Actually laissez-faire is not the policy.

Under laissez-faire anyone could set up a bank or issue securities. If you, or I were to try to set up a bank and do 1/10 what the banksters have done we would be sitting in jail right now. Even if we did honest banking and did not rip off our customers we would be in jail for breaking hundreds of laws and regulations.

Instead we have a system where the government is great at keeping out competitors and sucks as regulating those who are insiders. I think words like oligarchy fit better then laissez-faire.

Goldman Sachs being transformed overnight from an investment bank to a bank holding company is a good example. I am sure that the government has all sorts of rule and regulations on the proper way to be classified as a bank holding company yet somehow they managed to do it overnight. I you are I were to try to become a bank holding company we would probably die of old age before we got permission.

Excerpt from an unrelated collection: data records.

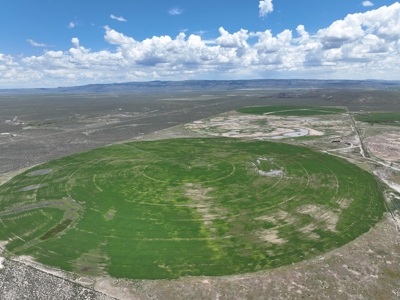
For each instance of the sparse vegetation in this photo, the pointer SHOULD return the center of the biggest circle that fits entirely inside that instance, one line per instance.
(381, 118)
(170, 208)
(292, 110)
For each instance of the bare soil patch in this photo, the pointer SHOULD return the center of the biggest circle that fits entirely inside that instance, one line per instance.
(320, 213)
(384, 146)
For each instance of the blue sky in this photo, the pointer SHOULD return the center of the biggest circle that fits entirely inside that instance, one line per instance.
(46, 43)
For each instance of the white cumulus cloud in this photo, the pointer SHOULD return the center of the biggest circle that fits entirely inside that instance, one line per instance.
(121, 19)
(367, 3)
(71, 25)
(359, 46)
(35, 44)
(265, 7)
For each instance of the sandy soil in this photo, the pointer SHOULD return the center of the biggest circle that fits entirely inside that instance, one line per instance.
(256, 126)
(384, 146)
(320, 213)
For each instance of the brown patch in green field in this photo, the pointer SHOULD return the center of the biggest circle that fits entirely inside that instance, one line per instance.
(109, 214)
(54, 231)
(91, 263)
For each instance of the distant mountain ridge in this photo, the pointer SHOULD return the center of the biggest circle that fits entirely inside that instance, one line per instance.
(198, 85)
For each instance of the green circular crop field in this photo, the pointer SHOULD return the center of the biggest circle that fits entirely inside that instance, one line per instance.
(170, 208)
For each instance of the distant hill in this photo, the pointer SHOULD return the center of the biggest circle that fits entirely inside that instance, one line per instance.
(198, 85)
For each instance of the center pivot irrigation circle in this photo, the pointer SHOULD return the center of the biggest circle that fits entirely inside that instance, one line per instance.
(170, 208)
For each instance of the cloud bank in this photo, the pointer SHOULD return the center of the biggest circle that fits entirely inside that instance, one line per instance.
(360, 46)
(367, 3)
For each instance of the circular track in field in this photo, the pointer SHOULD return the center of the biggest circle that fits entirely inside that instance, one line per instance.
(170, 208)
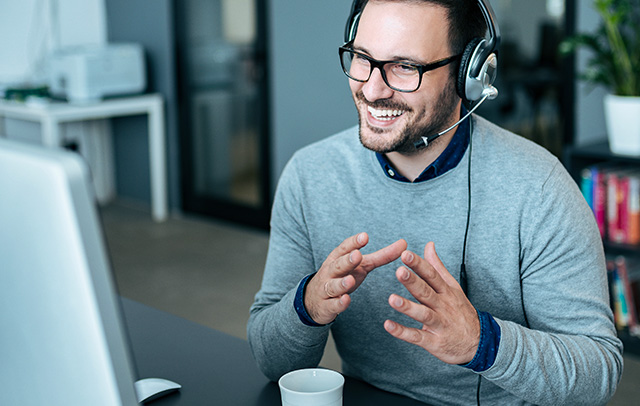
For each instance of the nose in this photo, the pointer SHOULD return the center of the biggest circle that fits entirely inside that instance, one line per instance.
(375, 88)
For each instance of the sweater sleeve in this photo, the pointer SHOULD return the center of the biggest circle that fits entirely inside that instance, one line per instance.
(280, 342)
(569, 352)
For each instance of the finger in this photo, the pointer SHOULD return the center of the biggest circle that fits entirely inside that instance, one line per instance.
(420, 313)
(384, 255)
(432, 258)
(345, 264)
(418, 287)
(352, 243)
(337, 287)
(424, 270)
(410, 335)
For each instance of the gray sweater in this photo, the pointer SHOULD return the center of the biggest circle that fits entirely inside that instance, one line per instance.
(534, 255)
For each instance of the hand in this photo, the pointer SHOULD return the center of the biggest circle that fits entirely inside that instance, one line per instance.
(327, 293)
(450, 325)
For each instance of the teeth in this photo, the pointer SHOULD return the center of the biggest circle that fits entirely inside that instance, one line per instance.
(384, 115)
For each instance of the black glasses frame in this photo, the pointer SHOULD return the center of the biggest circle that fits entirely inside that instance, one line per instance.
(374, 63)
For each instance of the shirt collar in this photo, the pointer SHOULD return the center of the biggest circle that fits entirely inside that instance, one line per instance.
(448, 159)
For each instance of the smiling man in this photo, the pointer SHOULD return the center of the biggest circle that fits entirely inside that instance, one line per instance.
(454, 262)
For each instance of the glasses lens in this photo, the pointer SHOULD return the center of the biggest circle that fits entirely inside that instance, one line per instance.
(399, 76)
(402, 77)
(355, 66)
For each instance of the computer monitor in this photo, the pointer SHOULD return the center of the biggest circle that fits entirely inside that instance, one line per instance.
(62, 337)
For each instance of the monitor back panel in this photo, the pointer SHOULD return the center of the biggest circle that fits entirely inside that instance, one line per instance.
(62, 340)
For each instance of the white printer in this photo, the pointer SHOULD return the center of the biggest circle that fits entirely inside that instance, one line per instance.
(86, 74)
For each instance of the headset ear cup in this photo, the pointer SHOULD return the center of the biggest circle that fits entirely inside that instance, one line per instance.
(463, 71)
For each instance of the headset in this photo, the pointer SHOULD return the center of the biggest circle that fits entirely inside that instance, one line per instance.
(479, 61)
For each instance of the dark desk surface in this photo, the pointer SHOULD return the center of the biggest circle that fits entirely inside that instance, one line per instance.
(213, 367)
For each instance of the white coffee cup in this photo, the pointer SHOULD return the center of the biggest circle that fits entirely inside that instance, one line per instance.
(311, 387)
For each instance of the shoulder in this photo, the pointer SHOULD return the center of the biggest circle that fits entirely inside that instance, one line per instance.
(498, 144)
(334, 153)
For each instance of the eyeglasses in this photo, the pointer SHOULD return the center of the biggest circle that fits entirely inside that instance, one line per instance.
(401, 76)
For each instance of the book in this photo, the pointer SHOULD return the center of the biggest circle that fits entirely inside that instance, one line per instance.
(633, 209)
(599, 198)
(629, 295)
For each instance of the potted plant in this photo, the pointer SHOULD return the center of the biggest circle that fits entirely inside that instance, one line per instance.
(615, 64)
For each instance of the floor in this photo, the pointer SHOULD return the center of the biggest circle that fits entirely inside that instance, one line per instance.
(208, 271)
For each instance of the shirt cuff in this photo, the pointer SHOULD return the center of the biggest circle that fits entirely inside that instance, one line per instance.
(488, 346)
(298, 303)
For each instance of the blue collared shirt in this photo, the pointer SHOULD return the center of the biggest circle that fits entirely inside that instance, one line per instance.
(448, 159)
(452, 155)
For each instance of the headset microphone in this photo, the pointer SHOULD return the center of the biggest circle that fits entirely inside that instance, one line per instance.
(489, 93)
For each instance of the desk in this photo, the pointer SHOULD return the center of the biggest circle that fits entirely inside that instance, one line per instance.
(215, 368)
(51, 115)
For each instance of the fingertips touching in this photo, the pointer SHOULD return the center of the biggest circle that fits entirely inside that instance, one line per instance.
(403, 274)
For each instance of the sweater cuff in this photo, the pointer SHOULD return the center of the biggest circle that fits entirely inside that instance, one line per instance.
(298, 303)
(488, 346)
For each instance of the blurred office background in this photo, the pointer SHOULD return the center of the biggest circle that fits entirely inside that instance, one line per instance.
(245, 84)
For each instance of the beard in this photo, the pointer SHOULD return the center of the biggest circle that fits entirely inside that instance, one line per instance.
(413, 131)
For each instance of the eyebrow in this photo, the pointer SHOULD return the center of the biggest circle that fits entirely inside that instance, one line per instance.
(396, 58)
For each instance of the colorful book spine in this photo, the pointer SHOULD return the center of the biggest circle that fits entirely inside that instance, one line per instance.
(599, 199)
(613, 207)
(633, 208)
(586, 185)
(628, 298)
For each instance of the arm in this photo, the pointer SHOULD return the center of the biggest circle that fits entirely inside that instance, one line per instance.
(280, 340)
(569, 353)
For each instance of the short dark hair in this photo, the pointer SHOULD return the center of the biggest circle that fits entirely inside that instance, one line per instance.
(465, 18)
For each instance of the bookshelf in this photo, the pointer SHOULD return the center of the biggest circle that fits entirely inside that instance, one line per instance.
(575, 159)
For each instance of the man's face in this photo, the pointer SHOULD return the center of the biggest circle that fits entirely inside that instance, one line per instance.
(391, 120)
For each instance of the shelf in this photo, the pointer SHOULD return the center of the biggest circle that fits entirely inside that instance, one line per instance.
(575, 159)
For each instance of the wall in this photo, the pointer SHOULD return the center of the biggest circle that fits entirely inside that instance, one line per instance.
(30, 29)
(310, 97)
(149, 23)
(590, 124)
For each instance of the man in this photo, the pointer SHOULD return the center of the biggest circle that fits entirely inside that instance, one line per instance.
(525, 319)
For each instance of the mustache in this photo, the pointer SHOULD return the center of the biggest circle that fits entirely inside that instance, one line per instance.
(382, 103)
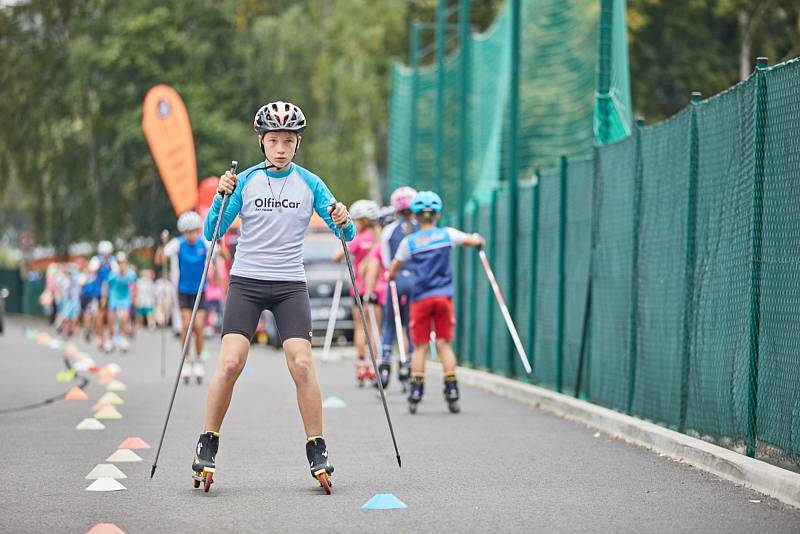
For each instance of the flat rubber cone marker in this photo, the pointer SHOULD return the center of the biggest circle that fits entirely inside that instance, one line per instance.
(90, 423)
(334, 402)
(116, 385)
(124, 455)
(105, 484)
(105, 471)
(110, 398)
(109, 412)
(384, 501)
(105, 528)
(134, 443)
(76, 393)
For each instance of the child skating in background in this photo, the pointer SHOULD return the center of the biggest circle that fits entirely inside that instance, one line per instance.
(188, 254)
(391, 236)
(145, 299)
(365, 215)
(119, 290)
(428, 250)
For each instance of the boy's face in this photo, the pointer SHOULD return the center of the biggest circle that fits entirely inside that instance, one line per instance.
(191, 236)
(280, 147)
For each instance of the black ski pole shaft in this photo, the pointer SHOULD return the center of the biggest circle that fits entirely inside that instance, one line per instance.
(187, 341)
(369, 344)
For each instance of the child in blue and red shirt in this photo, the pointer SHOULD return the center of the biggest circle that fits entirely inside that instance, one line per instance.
(432, 303)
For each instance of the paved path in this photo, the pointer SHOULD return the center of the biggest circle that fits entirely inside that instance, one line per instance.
(499, 466)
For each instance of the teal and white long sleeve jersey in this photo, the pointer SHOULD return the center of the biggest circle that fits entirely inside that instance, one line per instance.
(274, 220)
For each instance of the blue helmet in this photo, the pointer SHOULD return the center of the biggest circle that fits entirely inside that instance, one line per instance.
(426, 201)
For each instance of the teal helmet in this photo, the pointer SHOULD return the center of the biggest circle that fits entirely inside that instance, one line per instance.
(426, 201)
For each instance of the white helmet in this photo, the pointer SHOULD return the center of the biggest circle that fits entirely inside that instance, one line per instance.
(105, 248)
(365, 209)
(189, 221)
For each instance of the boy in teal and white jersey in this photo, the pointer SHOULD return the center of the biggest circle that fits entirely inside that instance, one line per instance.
(274, 200)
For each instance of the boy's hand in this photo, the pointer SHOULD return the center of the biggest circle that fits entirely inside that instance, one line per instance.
(339, 214)
(227, 183)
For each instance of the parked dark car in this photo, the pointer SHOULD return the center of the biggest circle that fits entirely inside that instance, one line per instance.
(322, 274)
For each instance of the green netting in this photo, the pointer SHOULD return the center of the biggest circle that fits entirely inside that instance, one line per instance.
(578, 246)
(718, 364)
(557, 99)
(661, 282)
(611, 285)
(613, 117)
(684, 237)
(778, 413)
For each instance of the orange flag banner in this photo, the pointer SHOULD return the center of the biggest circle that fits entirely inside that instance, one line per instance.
(169, 133)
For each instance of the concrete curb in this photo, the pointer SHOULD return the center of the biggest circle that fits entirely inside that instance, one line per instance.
(779, 483)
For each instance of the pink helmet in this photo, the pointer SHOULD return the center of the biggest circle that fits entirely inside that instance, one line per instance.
(402, 197)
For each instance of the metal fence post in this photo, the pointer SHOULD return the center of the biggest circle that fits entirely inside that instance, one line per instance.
(534, 259)
(633, 339)
(513, 166)
(412, 120)
(562, 245)
(440, 80)
(491, 244)
(755, 264)
(473, 284)
(463, 141)
(689, 268)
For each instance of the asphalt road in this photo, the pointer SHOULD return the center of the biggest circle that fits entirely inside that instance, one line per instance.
(498, 466)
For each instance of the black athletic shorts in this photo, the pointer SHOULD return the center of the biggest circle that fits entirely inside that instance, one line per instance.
(288, 302)
(186, 301)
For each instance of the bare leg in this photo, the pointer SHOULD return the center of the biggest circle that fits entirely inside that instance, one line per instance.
(446, 355)
(232, 358)
(199, 321)
(358, 335)
(186, 315)
(418, 358)
(309, 397)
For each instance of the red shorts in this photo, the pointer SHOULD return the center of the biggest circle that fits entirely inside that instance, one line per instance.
(432, 311)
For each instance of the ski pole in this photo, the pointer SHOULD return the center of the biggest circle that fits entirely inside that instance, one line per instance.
(504, 310)
(398, 324)
(234, 165)
(163, 351)
(337, 293)
(366, 329)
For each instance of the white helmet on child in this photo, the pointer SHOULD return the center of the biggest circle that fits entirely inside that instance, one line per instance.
(105, 248)
(189, 221)
(365, 209)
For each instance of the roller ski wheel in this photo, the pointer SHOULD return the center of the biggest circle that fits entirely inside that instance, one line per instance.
(321, 468)
(362, 373)
(204, 463)
(206, 478)
(325, 482)
(451, 394)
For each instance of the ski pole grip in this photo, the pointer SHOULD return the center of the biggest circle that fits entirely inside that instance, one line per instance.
(234, 166)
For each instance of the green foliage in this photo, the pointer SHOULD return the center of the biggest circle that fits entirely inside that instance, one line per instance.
(680, 46)
(74, 76)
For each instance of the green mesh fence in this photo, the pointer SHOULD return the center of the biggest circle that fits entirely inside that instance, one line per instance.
(660, 284)
(683, 237)
(778, 401)
(559, 62)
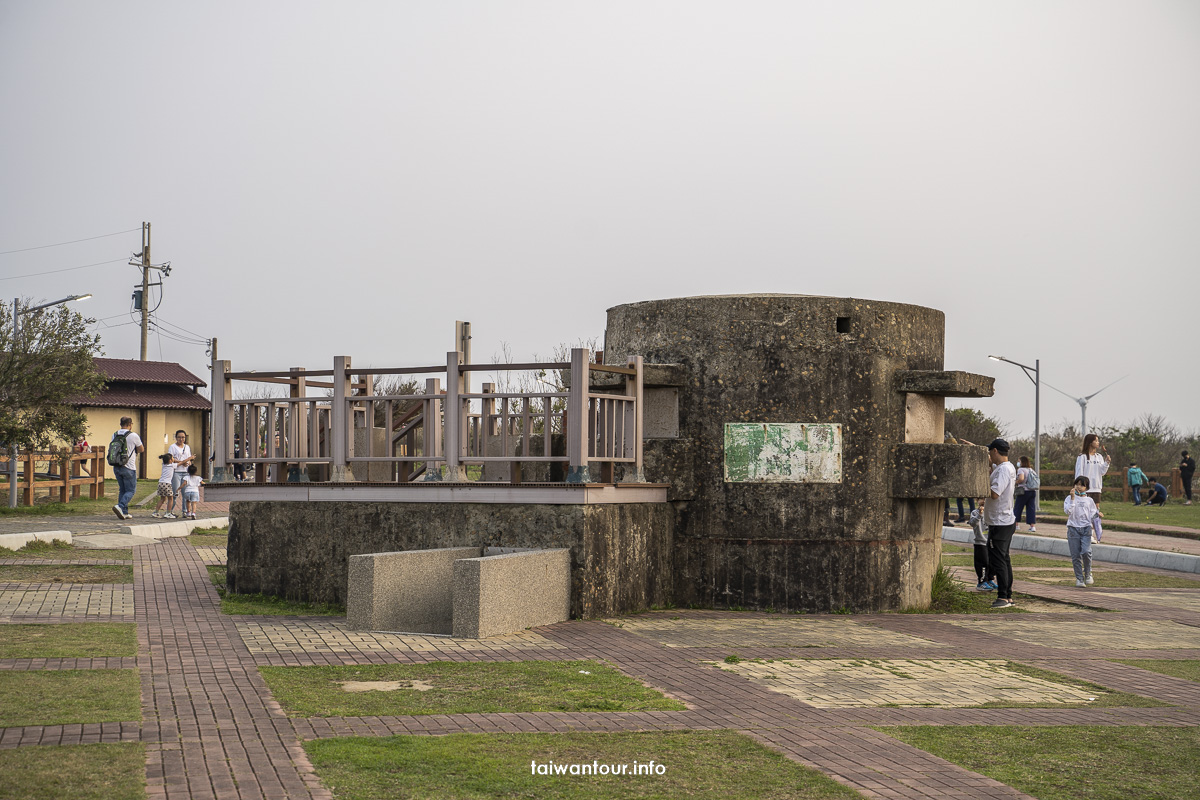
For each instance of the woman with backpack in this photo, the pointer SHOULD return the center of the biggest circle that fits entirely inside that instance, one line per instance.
(1026, 494)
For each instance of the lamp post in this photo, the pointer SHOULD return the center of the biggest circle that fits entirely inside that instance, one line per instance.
(16, 331)
(1035, 374)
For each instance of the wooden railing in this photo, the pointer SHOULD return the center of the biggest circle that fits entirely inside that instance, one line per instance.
(64, 474)
(443, 433)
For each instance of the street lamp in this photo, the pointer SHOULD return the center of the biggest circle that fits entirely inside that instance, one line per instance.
(1035, 374)
(16, 330)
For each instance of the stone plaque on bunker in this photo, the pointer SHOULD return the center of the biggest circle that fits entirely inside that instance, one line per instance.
(783, 452)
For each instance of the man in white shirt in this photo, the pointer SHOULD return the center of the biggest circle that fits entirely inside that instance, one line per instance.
(126, 474)
(1001, 521)
(180, 456)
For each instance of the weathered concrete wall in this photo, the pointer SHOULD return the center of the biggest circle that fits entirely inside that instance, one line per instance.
(511, 591)
(792, 359)
(621, 553)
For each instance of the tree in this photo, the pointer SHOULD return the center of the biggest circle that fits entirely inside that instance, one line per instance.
(43, 371)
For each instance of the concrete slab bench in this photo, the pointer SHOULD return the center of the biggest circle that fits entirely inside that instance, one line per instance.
(462, 591)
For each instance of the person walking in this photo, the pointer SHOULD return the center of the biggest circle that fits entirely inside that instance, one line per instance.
(123, 456)
(181, 458)
(1026, 494)
(1080, 510)
(1135, 479)
(1187, 470)
(1001, 522)
(1092, 465)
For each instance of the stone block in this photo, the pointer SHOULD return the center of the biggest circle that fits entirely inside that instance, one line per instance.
(407, 591)
(511, 591)
(939, 470)
(945, 383)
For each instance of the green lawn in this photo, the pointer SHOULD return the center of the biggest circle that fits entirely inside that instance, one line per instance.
(463, 687)
(43, 507)
(1069, 763)
(59, 551)
(695, 764)
(66, 696)
(109, 771)
(66, 573)
(237, 605)
(1188, 669)
(69, 641)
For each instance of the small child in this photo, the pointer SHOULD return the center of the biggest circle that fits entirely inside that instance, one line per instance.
(983, 569)
(165, 492)
(1080, 512)
(191, 492)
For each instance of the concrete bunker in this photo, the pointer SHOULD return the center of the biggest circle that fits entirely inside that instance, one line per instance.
(789, 455)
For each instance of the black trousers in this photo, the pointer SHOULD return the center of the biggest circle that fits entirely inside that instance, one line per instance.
(1000, 539)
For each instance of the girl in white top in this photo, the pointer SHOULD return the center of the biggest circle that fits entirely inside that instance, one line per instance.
(1092, 465)
(1080, 511)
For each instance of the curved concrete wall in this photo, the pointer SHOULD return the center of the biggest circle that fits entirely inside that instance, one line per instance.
(790, 359)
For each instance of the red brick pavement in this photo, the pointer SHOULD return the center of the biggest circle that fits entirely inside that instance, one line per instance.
(213, 731)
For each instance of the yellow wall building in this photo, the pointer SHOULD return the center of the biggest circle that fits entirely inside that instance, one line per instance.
(161, 397)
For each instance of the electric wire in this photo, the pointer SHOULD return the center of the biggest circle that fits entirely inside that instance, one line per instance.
(73, 241)
(35, 275)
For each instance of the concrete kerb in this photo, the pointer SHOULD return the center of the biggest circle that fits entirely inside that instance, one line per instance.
(1113, 553)
(16, 541)
(179, 528)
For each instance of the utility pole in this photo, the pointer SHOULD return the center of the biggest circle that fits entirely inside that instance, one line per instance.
(145, 287)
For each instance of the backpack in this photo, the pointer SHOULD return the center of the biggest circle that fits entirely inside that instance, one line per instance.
(119, 450)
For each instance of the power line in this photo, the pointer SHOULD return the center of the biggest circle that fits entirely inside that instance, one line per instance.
(73, 241)
(35, 275)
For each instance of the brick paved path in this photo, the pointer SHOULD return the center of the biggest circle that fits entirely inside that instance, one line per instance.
(213, 731)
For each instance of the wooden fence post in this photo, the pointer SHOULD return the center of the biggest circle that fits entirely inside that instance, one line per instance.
(453, 416)
(222, 422)
(340, 420)
(577, 428)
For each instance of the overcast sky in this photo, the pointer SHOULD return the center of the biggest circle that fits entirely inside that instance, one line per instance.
(352, 178)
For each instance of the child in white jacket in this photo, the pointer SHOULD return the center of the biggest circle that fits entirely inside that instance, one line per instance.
(1080, 512)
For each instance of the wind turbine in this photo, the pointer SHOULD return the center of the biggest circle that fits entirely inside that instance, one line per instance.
(1083, 402)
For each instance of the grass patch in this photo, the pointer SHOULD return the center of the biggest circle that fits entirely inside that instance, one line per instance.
(82, 507)
(1067, 763)
(1188, 669)
(456, 687)
(1111, 579)
(952, 596)
(109, 771)
(59, 551)
(1104, 697)
(697, 764)
(69, 641)
(66, 573)
(268, 605)
(69, 696)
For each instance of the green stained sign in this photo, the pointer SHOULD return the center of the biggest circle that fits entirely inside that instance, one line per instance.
(783, 452)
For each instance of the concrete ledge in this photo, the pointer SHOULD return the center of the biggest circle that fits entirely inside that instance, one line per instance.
(408, 591)
(16, 541)
(1111, 553)
(509, 593)
(178, 528)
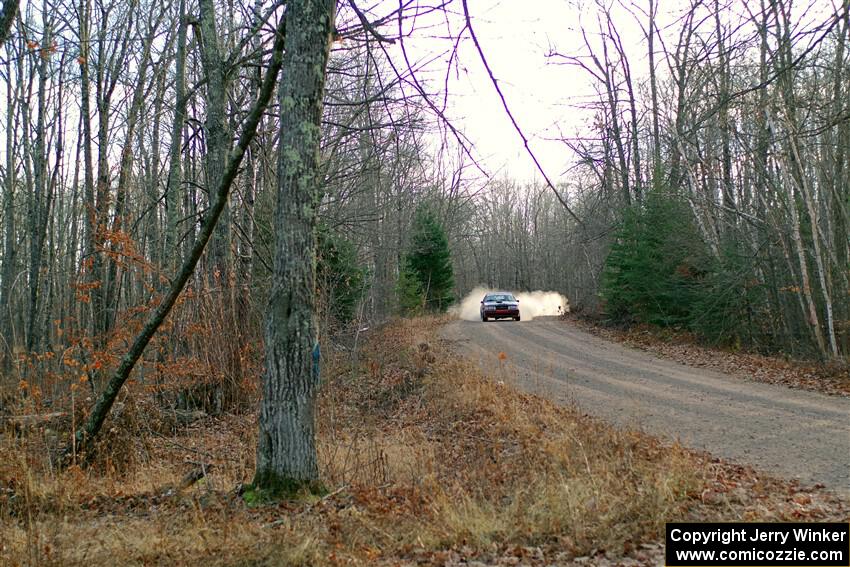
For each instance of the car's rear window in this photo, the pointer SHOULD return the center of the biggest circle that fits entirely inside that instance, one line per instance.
(499, 297)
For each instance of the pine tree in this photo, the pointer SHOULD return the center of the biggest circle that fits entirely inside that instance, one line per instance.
(429, 261)
(340, 279)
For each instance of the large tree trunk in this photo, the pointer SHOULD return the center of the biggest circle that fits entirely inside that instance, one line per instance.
(286, 452)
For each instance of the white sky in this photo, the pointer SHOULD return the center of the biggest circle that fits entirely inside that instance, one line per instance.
(516, 37)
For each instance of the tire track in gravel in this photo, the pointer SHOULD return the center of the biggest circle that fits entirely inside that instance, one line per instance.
(789, 433)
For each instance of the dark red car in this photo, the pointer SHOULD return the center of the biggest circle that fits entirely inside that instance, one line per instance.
(500, 305)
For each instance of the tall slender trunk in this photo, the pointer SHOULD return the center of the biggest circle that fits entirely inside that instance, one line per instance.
(9, 249)
(173, 192)
(286, 450)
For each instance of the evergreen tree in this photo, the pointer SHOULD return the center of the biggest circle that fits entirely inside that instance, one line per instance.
(429, 262)
(340, 279)
(654, 270)
(411, 299)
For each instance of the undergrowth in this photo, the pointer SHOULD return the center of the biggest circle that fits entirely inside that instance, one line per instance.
(422, 455)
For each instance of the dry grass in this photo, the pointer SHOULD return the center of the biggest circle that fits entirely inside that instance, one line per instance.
(426, 460)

However I will admit that many of these oligarchs and their flunkies love to use the words “laissez-faire” but only when it comes to them getting their special treatment. The same people will also use such words as “nationalization” as long as they once again get special treatment, in that the debts are nationalized while the profits are not.
Feb 27, 2009 at 10:48 AM | Unregistered CommenterDJF
@DJF

"Instead we have a system where the government is great at keeping out competitors and sucks as regulating those who are insiders. I think words like oligarchy fit better then laissez-faire."

100% agree with this. However, I still believe in regulation in principle. You have to have a set of rules by which everyone can play by. The rules will never be perfect, but tend to break down as a result of selective enforcement. I would support offering federal bounties to anyone who can bring down individual's or institutions for egregiously breaking those rules - maybe a percentage of the fine or settlement. You have to give the regulators a better incentive than just a paycheck.

"However I will admit that many of these oligarchs and their flunkies love to use the words “laissez-faire” but only when it comes to them getting their special treatment."

This is the irony I had intended with "laissez-faire" in regards to law enforcement. The insiders give the impression that they are above the law and often receive special treatment. Any rule or model worth having should apply to all, without exception. Otherwise you need to replace or refine the rules or model.
Feb 27, 2009 at 1:35 PM | Unregistered Commenterspideydouble
you guys are great. i appreciate the intelligent commentary and discussion.

@spidey

any lost posts of yours are a tragedy. seriously. i always enjoy reading your stuff. you are a great resource.

thanks for that enron link. it was a good refresher to see that again.

contact me thedailybail@gmail.com i have something to share with you.
Mar 1, 2009 at 7:17 AM | Registered CommenterDailyBail
Excellent post. Things that "it's a wonderful life" never told you.
Mar 2, 2009 at 8:29 AM | Unregistered CommenterCoward
<quote>
I would support offering federal bounties to anyone who can bring down individual's or institutions for egregiously breaking those rules - maybe a percentage of the fine or settlement. You have to give the regulators a better incentive than just a paycheck.
</quote>

Naah, we have enough rules and regulations already - fraud laws would've taken care of all the mess. And why do we need the regulators to go after them - regulators have shown us now many times they're inept bureaucrats. Instead, anyone should be able to go after them - especially the parties victimized. This idea that a "regulator" will do a good job catching the culprit while the victim has to stand on the side waiting for justice to be served only invites problems. Further, bureaucrats are not enticed by "incentives", for the most part they want a cushy, stable job with low stress - if they wanted a job with incentives they'd be working in the private sector already.